= Regional Network Development Plan =

The Regional Network Development Plan (RNDP) is a long-term plan for the provision of bus and train services to the regional areas of the state of Victoria, Australia. Produced four years after the Network Development Plan – Metropolitan Rail (NDPMR), which examined in detail the future expansion of the metropolitan Melbourne rail network, the RNDP was produced by the state government's Department of Economic Development, Jobs, Transport and Resources and sets forth short-, medium- and long-term priorities for the 5, 10 and 15 years after 2016 respectively.

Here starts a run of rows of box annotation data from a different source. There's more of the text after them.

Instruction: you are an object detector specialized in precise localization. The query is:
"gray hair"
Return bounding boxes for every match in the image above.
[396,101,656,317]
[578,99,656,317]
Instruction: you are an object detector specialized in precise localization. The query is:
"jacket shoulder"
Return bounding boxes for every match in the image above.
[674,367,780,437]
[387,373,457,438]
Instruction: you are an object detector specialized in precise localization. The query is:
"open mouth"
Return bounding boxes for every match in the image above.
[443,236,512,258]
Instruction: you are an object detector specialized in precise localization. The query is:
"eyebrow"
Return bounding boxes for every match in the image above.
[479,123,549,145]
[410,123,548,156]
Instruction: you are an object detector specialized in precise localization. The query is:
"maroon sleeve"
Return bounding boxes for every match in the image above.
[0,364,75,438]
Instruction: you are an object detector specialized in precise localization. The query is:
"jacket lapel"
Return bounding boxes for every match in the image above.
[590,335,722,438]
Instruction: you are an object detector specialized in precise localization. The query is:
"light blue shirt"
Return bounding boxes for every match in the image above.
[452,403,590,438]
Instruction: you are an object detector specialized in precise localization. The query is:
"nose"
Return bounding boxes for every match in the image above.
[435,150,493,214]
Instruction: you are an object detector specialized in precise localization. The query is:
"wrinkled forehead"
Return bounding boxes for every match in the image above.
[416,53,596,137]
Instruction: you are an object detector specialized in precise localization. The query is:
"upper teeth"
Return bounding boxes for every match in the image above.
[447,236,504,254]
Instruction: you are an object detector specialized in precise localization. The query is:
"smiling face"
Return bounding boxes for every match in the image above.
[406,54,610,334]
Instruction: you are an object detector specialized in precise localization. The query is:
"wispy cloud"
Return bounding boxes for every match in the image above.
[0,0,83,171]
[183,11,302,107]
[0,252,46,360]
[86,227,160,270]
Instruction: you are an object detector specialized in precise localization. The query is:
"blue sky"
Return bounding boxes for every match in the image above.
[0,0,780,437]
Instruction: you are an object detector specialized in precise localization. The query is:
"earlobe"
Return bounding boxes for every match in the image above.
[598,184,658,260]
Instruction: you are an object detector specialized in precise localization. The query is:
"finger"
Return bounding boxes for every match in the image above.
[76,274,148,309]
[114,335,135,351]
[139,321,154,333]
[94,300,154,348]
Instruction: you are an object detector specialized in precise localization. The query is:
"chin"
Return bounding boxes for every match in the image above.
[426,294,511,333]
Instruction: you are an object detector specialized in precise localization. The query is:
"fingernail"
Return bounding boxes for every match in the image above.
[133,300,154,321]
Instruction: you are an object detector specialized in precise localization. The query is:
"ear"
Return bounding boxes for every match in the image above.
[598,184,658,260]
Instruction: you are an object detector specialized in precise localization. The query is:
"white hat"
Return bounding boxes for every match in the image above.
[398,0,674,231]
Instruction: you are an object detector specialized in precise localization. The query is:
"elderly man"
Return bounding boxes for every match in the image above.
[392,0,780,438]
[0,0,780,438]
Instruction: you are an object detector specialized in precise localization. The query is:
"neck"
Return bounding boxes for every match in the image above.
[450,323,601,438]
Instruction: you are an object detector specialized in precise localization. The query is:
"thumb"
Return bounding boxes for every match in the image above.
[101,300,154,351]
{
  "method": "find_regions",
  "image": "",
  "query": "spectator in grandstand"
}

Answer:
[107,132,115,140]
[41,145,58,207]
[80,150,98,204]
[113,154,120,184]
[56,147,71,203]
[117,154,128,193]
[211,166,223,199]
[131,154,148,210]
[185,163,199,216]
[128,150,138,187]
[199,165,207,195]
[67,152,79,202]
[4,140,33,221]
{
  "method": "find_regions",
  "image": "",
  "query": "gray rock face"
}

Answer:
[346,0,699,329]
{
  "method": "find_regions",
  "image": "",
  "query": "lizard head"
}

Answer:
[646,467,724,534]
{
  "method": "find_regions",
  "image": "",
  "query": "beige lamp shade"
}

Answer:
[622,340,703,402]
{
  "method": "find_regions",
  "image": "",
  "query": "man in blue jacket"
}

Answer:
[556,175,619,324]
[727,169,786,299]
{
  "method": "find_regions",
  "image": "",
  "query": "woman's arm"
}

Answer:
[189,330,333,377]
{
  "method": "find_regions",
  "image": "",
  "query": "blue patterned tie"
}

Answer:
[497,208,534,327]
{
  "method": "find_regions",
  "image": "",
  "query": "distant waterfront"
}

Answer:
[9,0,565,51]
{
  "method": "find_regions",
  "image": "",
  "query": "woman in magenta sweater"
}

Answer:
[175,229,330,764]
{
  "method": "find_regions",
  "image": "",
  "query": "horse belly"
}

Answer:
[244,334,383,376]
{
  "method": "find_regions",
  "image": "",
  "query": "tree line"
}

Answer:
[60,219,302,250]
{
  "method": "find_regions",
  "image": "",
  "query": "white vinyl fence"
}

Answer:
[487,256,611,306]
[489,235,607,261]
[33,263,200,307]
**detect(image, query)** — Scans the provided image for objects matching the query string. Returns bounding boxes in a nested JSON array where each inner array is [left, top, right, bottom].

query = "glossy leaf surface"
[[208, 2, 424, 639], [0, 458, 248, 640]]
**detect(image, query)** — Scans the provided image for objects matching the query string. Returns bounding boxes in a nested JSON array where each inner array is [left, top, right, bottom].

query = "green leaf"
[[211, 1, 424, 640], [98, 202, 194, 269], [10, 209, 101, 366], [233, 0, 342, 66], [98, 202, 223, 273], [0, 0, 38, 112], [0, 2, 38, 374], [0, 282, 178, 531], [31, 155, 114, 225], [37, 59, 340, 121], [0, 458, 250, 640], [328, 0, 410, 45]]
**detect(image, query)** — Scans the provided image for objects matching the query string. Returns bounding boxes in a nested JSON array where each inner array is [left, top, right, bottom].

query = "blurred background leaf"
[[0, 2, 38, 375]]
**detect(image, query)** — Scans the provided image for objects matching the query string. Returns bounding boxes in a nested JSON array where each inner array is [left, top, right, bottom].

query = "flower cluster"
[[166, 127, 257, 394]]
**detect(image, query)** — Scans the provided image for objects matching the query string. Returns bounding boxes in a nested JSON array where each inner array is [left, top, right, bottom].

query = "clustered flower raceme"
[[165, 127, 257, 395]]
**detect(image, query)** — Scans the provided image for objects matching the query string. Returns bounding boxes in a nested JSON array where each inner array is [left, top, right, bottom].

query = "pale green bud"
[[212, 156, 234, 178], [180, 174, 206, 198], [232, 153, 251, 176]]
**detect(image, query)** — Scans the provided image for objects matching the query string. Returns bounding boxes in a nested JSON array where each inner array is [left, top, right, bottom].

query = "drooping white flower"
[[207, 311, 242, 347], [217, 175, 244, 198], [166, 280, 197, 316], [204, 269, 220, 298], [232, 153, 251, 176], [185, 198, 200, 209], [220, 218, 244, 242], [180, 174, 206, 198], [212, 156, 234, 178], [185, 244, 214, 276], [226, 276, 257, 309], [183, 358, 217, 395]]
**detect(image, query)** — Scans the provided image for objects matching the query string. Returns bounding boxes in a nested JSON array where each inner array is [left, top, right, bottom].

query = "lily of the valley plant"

The RNDP was widely criticised for its lack of concrete planning by regional commentators. Many of the plan's short-term proposals were funded in the 2016–17 Victorian Budget, and further regional public transport upgrades continued with the announcement of the Regional Rail Revival program in 2017.

== Background ==
Public Transport Victoria (PTV), a new statutory body replacing the former Director of Public Transport and Metlink as the coordinating authority of Victoria's public transport, was formed in December 2011 with the aim of improving services by better planning and stronger intermodal organisation. In March 2013, PTV released the NDPMR in partial fulfilment of these objectives, saying that it would be followed by similar plans for other modes of public transport by the end of that year. However, a report by the Victorian Auditor-General released in August 2014 found that the preparation of plans for "on-road public transport" (including the tram network and bus network) and regional services was "progressing slowly".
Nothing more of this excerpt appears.